図らずもこの決断がプロの道を切り開く第2の転機となる。思っていたものとは真逆のサッカースタイル…親元を離れて一変した生活環境…その中で――。
「正直、戸惑いました」
そう語る入学当初は苦労の連続だった。乾監督もその頃のことを「周りのコーチもみんなが覚えていた話がある」と言い、こう語った。
「悩みや戸惑いもあったんでしょうね。練習に来たときはいつもすごく暗い顔をしていました。だからね、木本には『その暗い顔から直せ』と言い続けた。こちらの期待感は100パーセントだったのに、いつもドヨーンとしていた。だから、サッカーをする前にその顔をなんとかしろと言い聞かせた。それも半年ぐらいでしたけどね」
トップチームの一員にはなれたが、主力に定着するまでには時間が必要だった。培ってきた自由で攻撃的な静学スタイルとのズレに苦しみ、悩み多き1年だったはずだ。だが、同じように高校時代とのスタイルのギャップに苦しんで取り残されていく選手を尻目に、木本は少しずつ福岡大学のスタイルに歩み寄っていく。木本には懊悩する日々を抜け出すための聞く耳と、学ぶ姿勢があったのだ。
「1年生の頃は毎日怒られたし、そのときは本当に毎日考えていました。静学で学んだことをそのままやっても試合に出られず、このまま終わると思っていた。でも、悩む中でこれまで学んできたいいところを残しつつ、福大のサッカーにも合わせないといけないと思えた。それで少しずつ変われた。プライドが邪魔して受け入れられない選手もいたと思う。いいのか悪いのか分からないけど、僕にはプライドなんてなかった」
どんな時も平常心な男の唯一の望み
1年掛けて蓄えた力は大学2年で花開く。センターバックと、ボランチの両方で高水準のプレーができて足下の技術も正確。加えて、どんなサッカースタイルにも適応できる能力が開花のときを迎えた。2年で中心選手として表舞台に上がり、全日本大学選抜にも選ばれた木本をJクラブのスカウトが放っておくはずもない。2年の冬に、セレッソ大阪のスカウト担当からは、「これからの活躍を見ていくよ」と声を掛けられた。

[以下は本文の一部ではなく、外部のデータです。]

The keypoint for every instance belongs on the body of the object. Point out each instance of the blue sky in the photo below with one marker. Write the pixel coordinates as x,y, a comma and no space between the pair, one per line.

「ここから2年間頑張っていけばと、少しずつ(プロを)意識するようになった」
それでも背伸びせず、地に足をつけて順調に右肩上がりの成長曲線を描いていく。中心選手としてその後の2年間も活躍し続けた。4年時には九州リーグを無敗で制し、デンソーチャレンジカップではMVPを受賞する。そして、C大阪から正式に獲得オファーを勝ち取った。その成長ぶりには乾監督も目を細めた。
「もともと自分を過小評価するタイプで、『僕なんてまだまだ』と言って謙虚すぎるぐらいだった。必要とされ、2年で中心選手として試合に出るようになった。『その暗い顔を直せ』と言われていた選手が、デンソーカップでMVPを受賞するなんて福大史上稀に見る物語だった。大学に来ないと間違いなく日の目を見ない素材だったかもしれない。それが福大に転がり込んできて試合に出て、強さと、速さにも適応した。結果的にプロ向きの選手になったと思う。今会っても、『オレはプロだ』なんておくびにも出さない。彼から自慢話なんて聞いたことがない」(乾監督)。
写真提供:木本恭生
福岡大学は永井謙佑をはじめ、エッジの効いた個性豊かな選手を輩出してきた。その中で、一見、無欲にも映る彼の性格も、立派な個性だったのだ。4年間を見守った恩師は魅力をこう語る。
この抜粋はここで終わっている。